What we can learn from the most formless moments of life and how to learn from them is a longstanding preoccupation of art. I mentioned a few weeks ago that I had been reading Milan Kundera’s new book length essay about fiction called The Curtain, in which he argues that sifting through the quotidian is one ofthe most important things the novel can do. Something he says in there reminded me of Wall’s picture. “The novel alone could reveal the immense mysterious power of the pointless.” The novel alone? Maybe not. Pictures make the attempt all the time. I think this is what Garry Winogrand was after towards the end of his life, when he sometimes simply hung his camera out the window of a moving car and took pictures of everything that went by.

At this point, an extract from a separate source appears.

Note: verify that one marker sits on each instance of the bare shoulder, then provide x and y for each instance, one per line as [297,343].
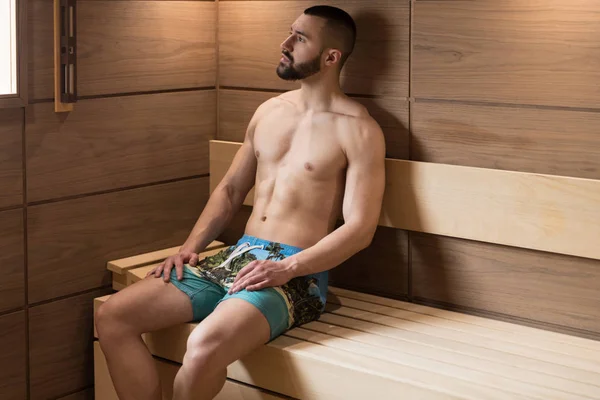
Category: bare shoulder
[362,133]
[265,108]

One other thing. Interweaving layers of reality and falsehood are a post-modern obsession but by no means something that the post-modern ’70s ushered in. For one thing, the fluctuations between reality and fiction in Wall’s Nightclub picture remind me of Shakespearean theatre. I mean actual Shakespearean theater, at the time of Shakespeare, when adolescent boys played all of the women’s roles. Which means that in, say, Tweflth Night, in the scenes in which the lady Olivia falls in love with “Cesario”, who is in fact the lady Viola disguised as a boy, what the Elizabethan audience was seeing was a boy pretending to be Olivia courting a boy pretending to be a woman who was pretending to be a boy. Which means a boy pretending to be a boy. You do the math.